The strains in the rules-based international trade order, however, have raised questions about the ability of global supply chains to continue to operate effectively. The U.S.-China geopolitical rivalry has manifested in a damaging trade war, and moves to restrict tech flows are creating decoupling pressures. The COVID-19 pandemic has exacerbated these trends with lockdowns that disrupt supply chains while export protectionism and calls to renationalize production are on the rise. The intensified risk environment could lead to a second supply chain revolution with a greater emphasis on redundancy and diversification and bifurcation of productive chains. How will Japan respond to the challenges to international production, a central engine of its economic prosperity, and with what consequences for its relations with major powers?
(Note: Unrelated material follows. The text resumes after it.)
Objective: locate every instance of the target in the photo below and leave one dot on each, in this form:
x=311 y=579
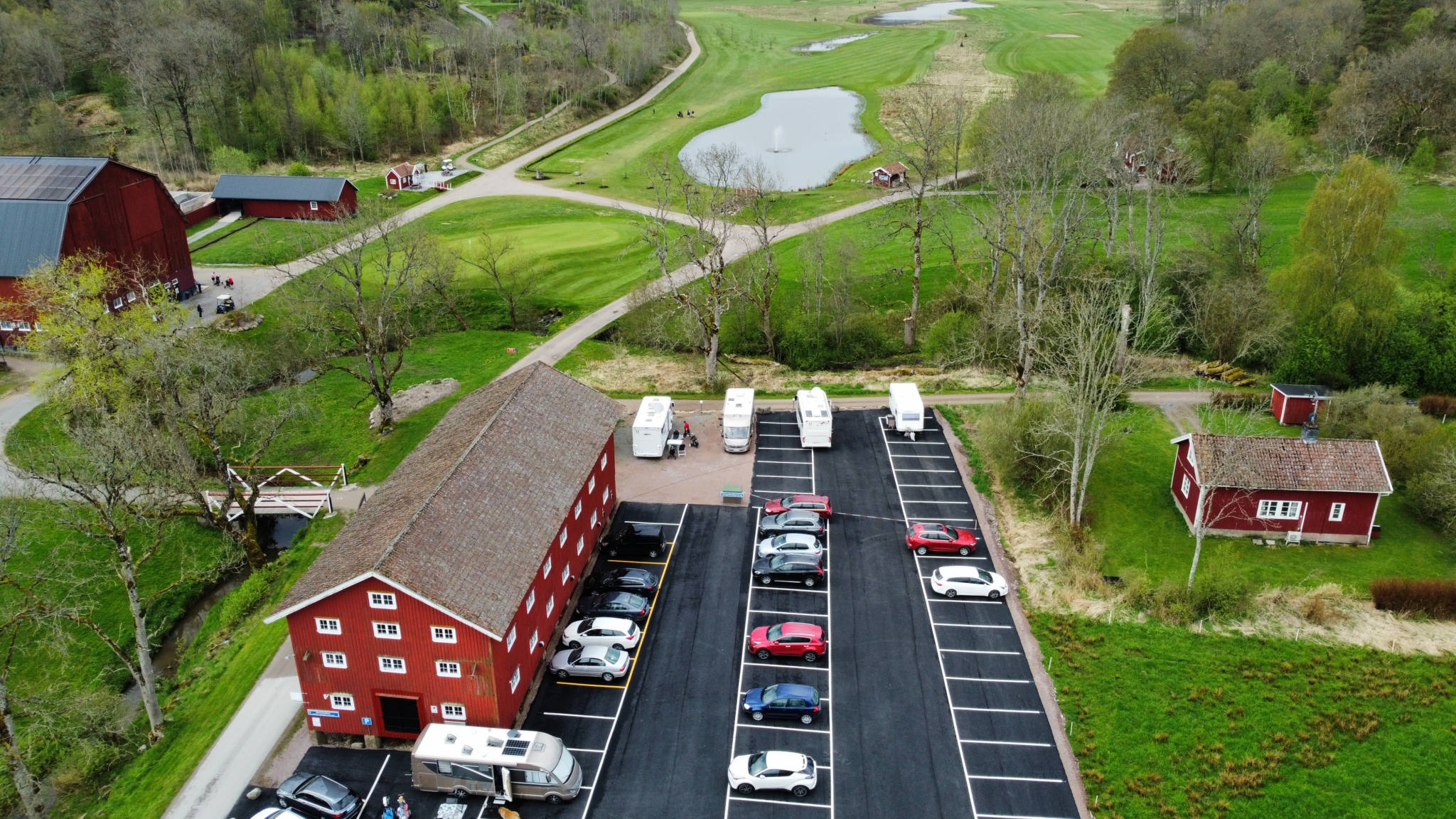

To provide greater clarity on this overarching question, this paper is organized as follows. Section 1 describes the central role of Japanese firms in the emergence and deepening of regional production networks. Although Japan’s overall share of intra-regional trade has decreased in the 21st century—in tandem with China’s rise as regional hub- Japanese firms have retained their central role in GVCs (Global Value Chains) through their advanced manufacturing capabilities. Section 2 offers a glimpse of past and recent supply chain shocks—China’s embargo of rare earth metals, the Great East Japan Earthquake in Tohoku, and the Japan-Korea export control dispute—to illustrate both sources of vulnerability and resilience of Japanese GVCs. Section 3 assesses the systemic shift brought about by revived great power competition, and identifies some early adjustment responses from Japanese firms to a new normal of heightened geopolitical tension.